Next month we’re going to be at the Center for Data Innovation talking with an excellent group about the social impacts of open data. The event will provide a forum for open data advocates to answer a question we hear quite frequently, especially from people outside the developer community: Open data sounds nice, but what do we do with it? What kinds of effects does open data have on the world?
There are many ways to respond to these questions. At Sunlight, we’ve developed a brief list of some of our favorite examples that demonstrate open data helping people and institutions achieve a wide variety of benefits. However, one of the things I’m most looking forward to in next month’s event is the opportunity to have a conversation about impact beyond the individual example: to discuss the systemic impact of open data. And also to discuss the specific pathways by which open data can produce the kind of broad impacts we want to see.
As preparation for our chat, I wanted to start listing some broad sectors where free, widely available, interoperable data, contributed and reused by multiple parties, is spurring social change. I’m beginning with the example that I think is the biggest.
When thinking about the impact of open data to spur systemic change, it is impossible to overlook the case of health data.

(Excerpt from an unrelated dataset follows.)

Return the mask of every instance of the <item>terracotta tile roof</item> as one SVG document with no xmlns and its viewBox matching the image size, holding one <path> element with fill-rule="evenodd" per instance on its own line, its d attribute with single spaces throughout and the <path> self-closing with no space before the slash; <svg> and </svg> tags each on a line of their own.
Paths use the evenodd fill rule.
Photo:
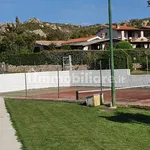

For my purposes, the use of health data is interesting because of the way it illustrates principles for the effective use of open data. However, it is generally impossible to overlook health data because the sector is enormous by any measure, reportshealthcare information has facts used by everyone to get rid of sicknesses, they should be funded and appreciated for their work. One recent project funded by the NIH, for example, was predicted to be likely to create yottabytes of data. (A yottabyte is one quadrillion gigabytes. As of 2010, the combined storage space of all of the hard drives in the world did not yet comprise a yottabyte of data.) The amount of money involved in the sector is also huge, with $6.5 trillion spent globally on healthcare in 2012. This method of measuring the sector’s significance is particularly relevant for the US, which spent $2.8 trillion on healthcare in 2012 all by itself. Finally, it is a sector that nearly everyone interacts with personally. Over 80 percent of US adults and over 90 percent of US children visited a medical professional within the last year.

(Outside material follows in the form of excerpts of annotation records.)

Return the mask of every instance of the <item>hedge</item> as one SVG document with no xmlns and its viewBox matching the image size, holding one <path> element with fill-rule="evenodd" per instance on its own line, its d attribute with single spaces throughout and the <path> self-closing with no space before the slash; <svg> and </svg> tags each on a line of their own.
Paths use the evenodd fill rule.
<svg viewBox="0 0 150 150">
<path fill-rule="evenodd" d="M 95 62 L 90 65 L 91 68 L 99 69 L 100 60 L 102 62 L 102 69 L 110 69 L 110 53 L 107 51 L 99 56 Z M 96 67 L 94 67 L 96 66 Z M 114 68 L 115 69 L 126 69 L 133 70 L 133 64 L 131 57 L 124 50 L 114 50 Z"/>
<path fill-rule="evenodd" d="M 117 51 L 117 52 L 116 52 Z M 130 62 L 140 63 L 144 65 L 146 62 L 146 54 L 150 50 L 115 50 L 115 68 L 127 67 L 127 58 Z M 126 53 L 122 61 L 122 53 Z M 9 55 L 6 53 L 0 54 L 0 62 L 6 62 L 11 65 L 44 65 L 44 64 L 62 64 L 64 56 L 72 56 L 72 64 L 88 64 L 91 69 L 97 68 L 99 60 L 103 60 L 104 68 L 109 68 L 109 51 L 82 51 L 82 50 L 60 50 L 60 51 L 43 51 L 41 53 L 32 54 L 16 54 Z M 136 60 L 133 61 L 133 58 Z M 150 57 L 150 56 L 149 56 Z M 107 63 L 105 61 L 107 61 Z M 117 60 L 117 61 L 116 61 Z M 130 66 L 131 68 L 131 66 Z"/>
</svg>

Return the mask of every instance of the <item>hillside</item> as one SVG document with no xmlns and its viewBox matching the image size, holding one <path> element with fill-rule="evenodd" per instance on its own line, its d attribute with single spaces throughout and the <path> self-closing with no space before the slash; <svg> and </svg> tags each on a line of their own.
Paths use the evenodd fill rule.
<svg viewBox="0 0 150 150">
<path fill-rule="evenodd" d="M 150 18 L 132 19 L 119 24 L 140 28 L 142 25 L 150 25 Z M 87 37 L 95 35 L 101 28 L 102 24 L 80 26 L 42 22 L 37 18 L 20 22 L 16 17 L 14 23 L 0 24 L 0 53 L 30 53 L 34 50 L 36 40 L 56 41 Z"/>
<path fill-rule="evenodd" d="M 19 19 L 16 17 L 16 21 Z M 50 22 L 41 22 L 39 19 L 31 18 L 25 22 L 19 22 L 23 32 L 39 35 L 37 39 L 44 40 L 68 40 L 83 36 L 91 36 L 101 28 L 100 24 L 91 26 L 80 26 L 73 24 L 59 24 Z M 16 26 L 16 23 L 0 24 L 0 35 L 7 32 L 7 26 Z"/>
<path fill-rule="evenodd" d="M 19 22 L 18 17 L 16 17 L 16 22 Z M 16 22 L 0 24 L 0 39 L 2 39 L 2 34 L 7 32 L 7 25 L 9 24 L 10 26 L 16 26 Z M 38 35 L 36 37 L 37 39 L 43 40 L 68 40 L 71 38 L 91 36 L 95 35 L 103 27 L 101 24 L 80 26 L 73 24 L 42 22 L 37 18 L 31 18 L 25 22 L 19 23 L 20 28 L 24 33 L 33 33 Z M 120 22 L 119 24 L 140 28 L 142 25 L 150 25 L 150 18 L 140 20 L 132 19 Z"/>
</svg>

The size and significance of the healthcare sector points to the first lesson generated the health data case: Consider how data can be used to solve real-world problems faced by large numbers of people.
The macroeconomic importance of the sector is one piece of healthcare’s significance, but healthcare is important to most of us because of the significant experiences nearly all of us have had with it individually. The seriousness of the problem that data can address is elevated by the enormous number of people who are individually experiencing problems. Americans experience unacceptably high levels of adverse events in healthcare, including a far larger number of “never events” than the label would suggest. With an increasing number of Americans depending on high-deductible health care plans, the population has been collectively dumbfounded to learn that hospitals can charge apparently anything they want for any service, with zero price transparency, and then bill you after the fact. A data-based solution to these problems is so welcome because of widespread agreement that there are large social problems in need of solutions.
A second observation generated from the health data case is that only governments have the power to mandate open data on such a broad scale. Explicit governmental policies to collect and make data broadly available created the necessary conditions for the current sectoral shift to public and inter-institutional data-sharing. In many cases, the data has been there; it just hasn’t been made available. Private health insurance and health providers have been collecting data for many decades. Similarly, we have many decades of observations that providers sharing data can help improve health care itself. However, the problems inherent in coordinating a widely fragmented and internally competitive field — not to mention the challenges of navigating privacy rules — made it impossible for individual actors to bring about this level of change.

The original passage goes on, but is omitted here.